Tak a propos, jak urząd wymeldowując sąsiadowi tego mieszkańca sprzed lat
przesłuchiwał sąsiadów to pod jakimś konkretnym rygorem wysłał żądanie
stawienia się czy jakoś tak byłym mieszkańcom np 80-letnim pod adresy gdzie
już nie mieszkają. Chorzy ludzie, chory kraj.
>
> Ja to jeszcze mam inny pomysł polegający n a oderwaniu tego zobowiazania
> od nieruchomości.

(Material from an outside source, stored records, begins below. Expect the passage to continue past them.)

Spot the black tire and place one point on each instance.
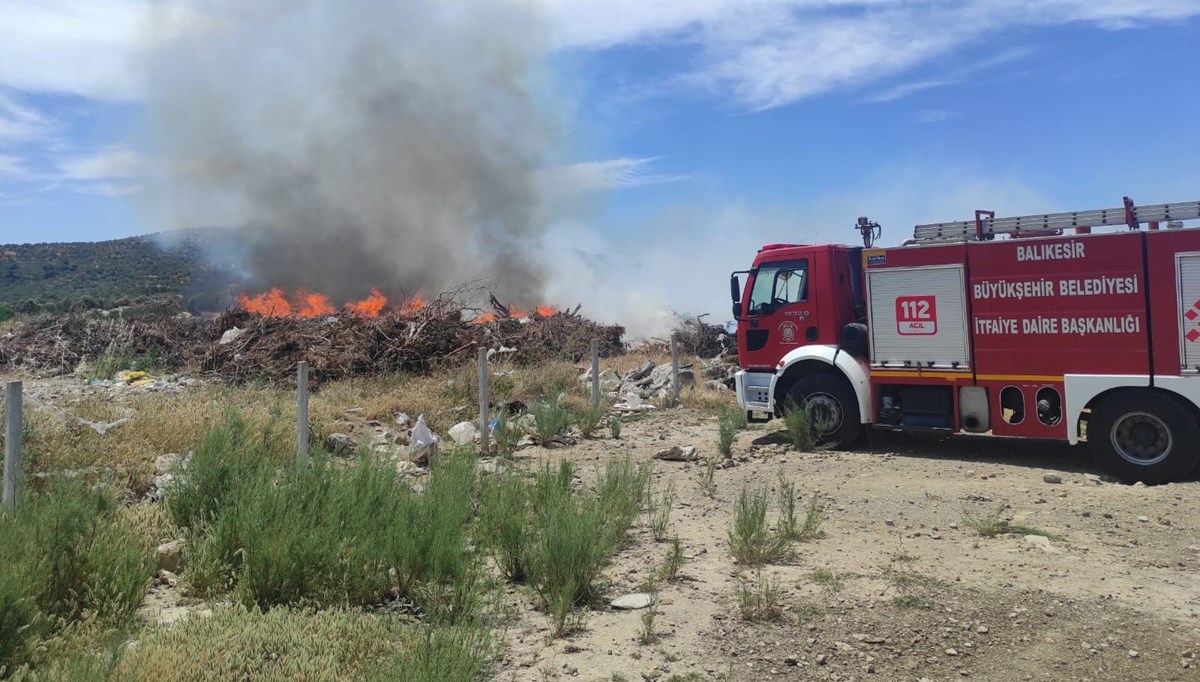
(1145, 436)
(832, 405)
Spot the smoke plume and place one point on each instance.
(358, 144)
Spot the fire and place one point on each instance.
(271, 304)
(370, 306)
(312, 305)
(413, 305)
(276, 303)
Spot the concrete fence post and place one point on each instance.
(303, 413)
(675, 369)
(484, 412)
(595, 374)
(12, 444)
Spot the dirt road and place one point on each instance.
(900, 586)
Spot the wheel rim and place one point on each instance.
(1141, 438)
(825, 412)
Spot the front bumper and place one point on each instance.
(755, 390)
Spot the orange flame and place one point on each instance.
(413, 305)
(312, 305)
(370, 306)
(271, 304)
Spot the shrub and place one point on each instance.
(66, 556)
(646, 635)
(328, 534)
(799, 429)
(753, 543)
(619, 494)
(229, 455)
(737, 417)
(444, 654)
(761, 602)
(707, 478)
(660, 513)
(552, 420)
(576, 533)
(504, 522)
(725, 432)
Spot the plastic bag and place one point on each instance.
(424, 442)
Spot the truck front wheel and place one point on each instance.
(832, 405)
(1145, 436)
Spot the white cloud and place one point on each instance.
(768, 53)
(905, 89)
(609, 174)
(105, 163)
(19, 123)
(76, 47)
(936, 115)
(114, 190)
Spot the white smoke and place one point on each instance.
(360, 144)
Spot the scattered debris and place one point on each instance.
(677, 454)
(341, 444)
(633, 602)
(241, 346)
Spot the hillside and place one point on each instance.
(105, 274)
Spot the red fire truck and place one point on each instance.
(1030, 327)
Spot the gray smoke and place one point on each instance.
(358, 143)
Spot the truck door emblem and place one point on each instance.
(1192, 315)
(916, 316)
(787, 330)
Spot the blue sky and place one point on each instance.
(714, 123)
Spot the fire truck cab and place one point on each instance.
(1030, 327)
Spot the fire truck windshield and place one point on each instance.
(777, 285)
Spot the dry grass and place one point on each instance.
(162, 423)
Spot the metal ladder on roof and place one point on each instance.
(987, 226)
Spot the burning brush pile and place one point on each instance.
(268, 334)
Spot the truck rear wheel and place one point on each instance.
(1145, 436)
(832, 407)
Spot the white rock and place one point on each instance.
(633, 602)
(463, 432)
(171, 556)
(165, 464)
(677, 454)
(1042, 543)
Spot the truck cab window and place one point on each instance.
(777, 285)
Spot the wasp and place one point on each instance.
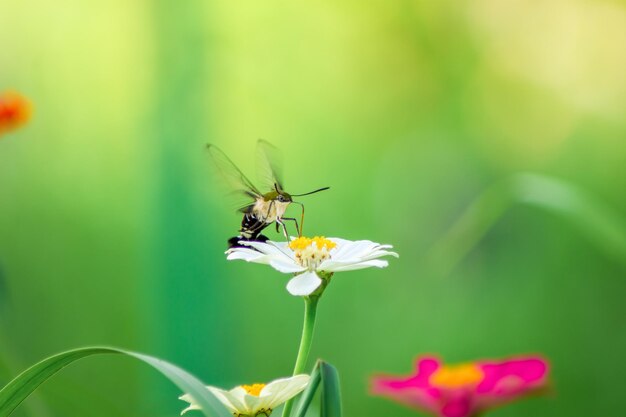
(261, 208)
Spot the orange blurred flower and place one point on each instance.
(15, 110)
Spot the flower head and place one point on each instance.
(256, 399)
(467, 389)
(313, 260)
(15, 110)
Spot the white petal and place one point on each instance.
(281, 390)
(303, 284)
(230, 399)
(245, 254)
(286, 267)
(192, 404)
(269, 248)
(353, 266)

No bo jak ktoś mieszka trochę u cioci, trochę u mamy, a
> troche u siebie, to co za różnica, gdzie ów podatek zapłaci? Nie prosukuje
> więcej śmieci. Wprowadzić obowiązek opłaty od każdej osoby do Gminy na
> terenie któej jest zameldowana i zbierać śmieci wszystkie jak leci.
A ja bym zlikwidował ten meldunek i te opłaty w ogóle :-)
Jeśli ktoś naprawdę mieszka w różnych miejscach to raczej nie w jednej
gminie tylko wielu. Jeden kraj a nawet jedna Unia. Płacimy już podatki
powszechne z których należy finansować taką działalność. Nawet jeśli
realizuje je gmina to prościej kontrolować gminy niż wszystkich ludzi.
-
24. Data: 2014-01-06 23:57:07
Temat: Re: znowu te śmieci
Od: John Kołalsky <j...@k...invalid>
Użytkownik "Gotfryd Smolik news" <s...@s...com.pl>
>>> IMO po prostu ustawodawca nadał takie uprawnienie właścicielowi
>>> nieruchomości i już.
>>> Są więc związani *ustawą*.
>>
>> Wiesz, na kogoś ów obowiazek należało nałożyć. Właściciel nieruchomości
>> był chyba sensowną propozycją.
>
> No to by było na tyle - protestowałem przeciw tezie, jakoby prawo
> miało nie działać bo mieszkańcy nie są zobowiązani wobec *właściciela*
> aby go słuchać - no nie są, są zobowiązani wobec państwa.
Nie o to chodziło. Jeśli deklarację wypełnia osoba fizyczna to nie można
wymagać od niej oświadczenia odnośnie innych osób fizycznych o których nie
ma wiedzy i na które nie ma wpływu. Taka deklaracja jest po prostu wadliwa.